The nicest thing I can say about Subaru is that it has the slogan, “On the road of life there are passengers and there are drivers.”
The sentiment, that in life there are born drivers and those predisposed to sit next to them, has merit. This was driven home to me a week ago while visiting San Francisco and the Bay Area. I looked into the logistics of trying to stow my Dodge Grand Caravan in the overhead luggage container but the fees were exorbitant.
I could have rented a car. The Pacific Coast Highway is a sublime stretch of road that never fails to impress and San Francisco’s hills offer a nice challenge, but something told me it was time to give the driving a rest and besides, it was clear that being the driver would significantly lessen the amount of time I could spend eating seafood and washing it down with California vino. So I decided to leave the driving to others and saw NorCal from the passenger side and from the back seat.
And boy did it stink.
Don’t get me wrong – the other drivers were fine, competent and skilled, and the scenery was lovely. My displeasure says more about me as control-freak than it does about those around me. Decades of being the one behind the wheel have turned me into the creature I’ve always despised – a malcontent passenger. I’m the guy pumping his right foot on the imaginary pedal and coiling up when my senses tell me we’re getting too close to the rear bumper of the car in front of us. I’m the idiot who won’t let his wife drive (correction: the idiot who somehow manages to work things so his wife doesn’t drive). It’s a compulsion and not one of which I’m proud.
It turns out I may suffer from amaxophobia – the fear of riding in a car as a passenger. It affects mostly men but the occasional female can also be afflicted.
Do you answer “yes” to any of the following questions?
When in the passenger seat do you:
1.) Experience a heightened state of agitation accompanied by a sense of impending doom?
2.) Feel the irresistible urge to play with the radio?
3.) Adjust your passenger side mirror and make frequent shoulder checks?
4.) Exploit it by eating as much and as messily as you can?
5.) Feeling deprived as you stare covetously at all the luxury cars?
6.) Talk incessantly about how much driving stinks and how willing you are to drive?
7.) Ask the driver to pull over. Get out of the car and just start walking?
If so, you may already be suffering from amaxophobia.
Like many people who feed a compulsion, amaxophobic drivers are master manipulators.
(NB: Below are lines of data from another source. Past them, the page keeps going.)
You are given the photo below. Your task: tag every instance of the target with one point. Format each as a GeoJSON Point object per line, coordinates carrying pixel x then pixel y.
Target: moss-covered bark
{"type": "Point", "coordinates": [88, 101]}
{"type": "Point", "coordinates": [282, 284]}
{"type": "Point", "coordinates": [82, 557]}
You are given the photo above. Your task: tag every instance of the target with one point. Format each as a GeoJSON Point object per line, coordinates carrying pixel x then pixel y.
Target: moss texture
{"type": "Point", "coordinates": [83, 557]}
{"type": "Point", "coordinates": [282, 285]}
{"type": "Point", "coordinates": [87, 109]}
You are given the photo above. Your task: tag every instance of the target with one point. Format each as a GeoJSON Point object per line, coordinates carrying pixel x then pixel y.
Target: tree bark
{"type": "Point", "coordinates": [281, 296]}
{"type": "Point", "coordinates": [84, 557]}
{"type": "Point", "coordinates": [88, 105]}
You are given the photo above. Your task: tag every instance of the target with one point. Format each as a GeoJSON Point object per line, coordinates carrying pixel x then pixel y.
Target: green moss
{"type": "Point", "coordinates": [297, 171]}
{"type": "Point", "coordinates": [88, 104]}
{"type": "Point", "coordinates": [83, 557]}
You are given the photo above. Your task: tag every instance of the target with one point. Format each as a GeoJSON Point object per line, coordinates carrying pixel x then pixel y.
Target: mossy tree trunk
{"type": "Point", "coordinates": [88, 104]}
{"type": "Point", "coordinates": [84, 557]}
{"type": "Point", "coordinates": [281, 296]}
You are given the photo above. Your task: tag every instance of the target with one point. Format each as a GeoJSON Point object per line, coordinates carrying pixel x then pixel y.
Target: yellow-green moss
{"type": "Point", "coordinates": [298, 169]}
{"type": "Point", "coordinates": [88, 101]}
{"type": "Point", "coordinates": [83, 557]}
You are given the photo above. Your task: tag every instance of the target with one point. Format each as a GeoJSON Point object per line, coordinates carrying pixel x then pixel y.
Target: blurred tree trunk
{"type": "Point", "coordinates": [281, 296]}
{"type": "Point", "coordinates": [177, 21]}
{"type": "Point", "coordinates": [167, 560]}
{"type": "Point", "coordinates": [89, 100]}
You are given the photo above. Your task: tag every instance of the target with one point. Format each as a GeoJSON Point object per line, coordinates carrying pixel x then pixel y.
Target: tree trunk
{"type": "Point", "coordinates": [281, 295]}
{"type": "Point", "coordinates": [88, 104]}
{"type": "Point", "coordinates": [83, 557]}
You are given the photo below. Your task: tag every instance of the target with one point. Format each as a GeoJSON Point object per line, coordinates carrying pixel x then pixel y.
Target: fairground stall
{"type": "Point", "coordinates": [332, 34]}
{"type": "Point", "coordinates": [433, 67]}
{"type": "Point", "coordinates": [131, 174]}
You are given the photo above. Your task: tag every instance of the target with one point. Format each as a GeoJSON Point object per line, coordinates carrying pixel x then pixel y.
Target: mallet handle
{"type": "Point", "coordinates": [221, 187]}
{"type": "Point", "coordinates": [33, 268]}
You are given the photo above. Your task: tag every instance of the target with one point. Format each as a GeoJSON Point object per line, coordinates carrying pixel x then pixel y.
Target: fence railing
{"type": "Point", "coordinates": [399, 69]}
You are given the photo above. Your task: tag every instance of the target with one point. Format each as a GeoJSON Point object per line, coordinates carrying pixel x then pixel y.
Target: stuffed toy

One key strategy for ensuring that you are always the one behind the wheel is to convince all those around you how horrible driving can be. That means calling attention to statistics or news stories that report the negative effects of commuting. If you see a story showing that driving is bad for your blood pressure (it is), tweet it immediately and send it out to friends and co-workers as an e-mail blast.
If you’re married, in a committed relationship or merely killing time with someone you thought you liked, be sure to compliment that person on being a great navigator. Even if you don’t need directions, ask for them and after receiving them, say something like, “Wow babe, what a great navigator you are. You have an amazing sense of direction!”
Secrecy is also a big part of amaxophobia. You need to hide the fact that, by always being the one driving (especially if you have children), you are getting out of a myriad of crappy jobs and duties. Ask yourself this question: In a couple, which person is responsible for juggling iPads, doling out food, reading books, leading cheerful songs, all forms of discipline, being responsible for you getting lost and talking to you to keep you awake?
Here’s a hint: It’s not the guy who says, “I can’t do it – I’m driving.”
When driving, all you have to do is keep your eyes on the road and maintain supreme control over the sound system. And when the drive is over everyone thanks you for doing a good job. Nobody ever thanks the passenger. Nobody ever says: “Way to sit.”
I managed to get through my California weekend. Consider it exposure therapy. I now know I can be in the passenger seat and keep my sanity and identity intact. The flight home was a breeze. After all, as confident as I am in my skills I know that flying an Airbus is beyond my grasp.
After going through customs, I got in my car. It was late and the highway was free of traffic, or at least as free of traffic as it ever gets. I put the radio on and cracked the window. It felt good to cruise through the darkness past the condo lights and garish billboards. I was once again in the driver’s seat.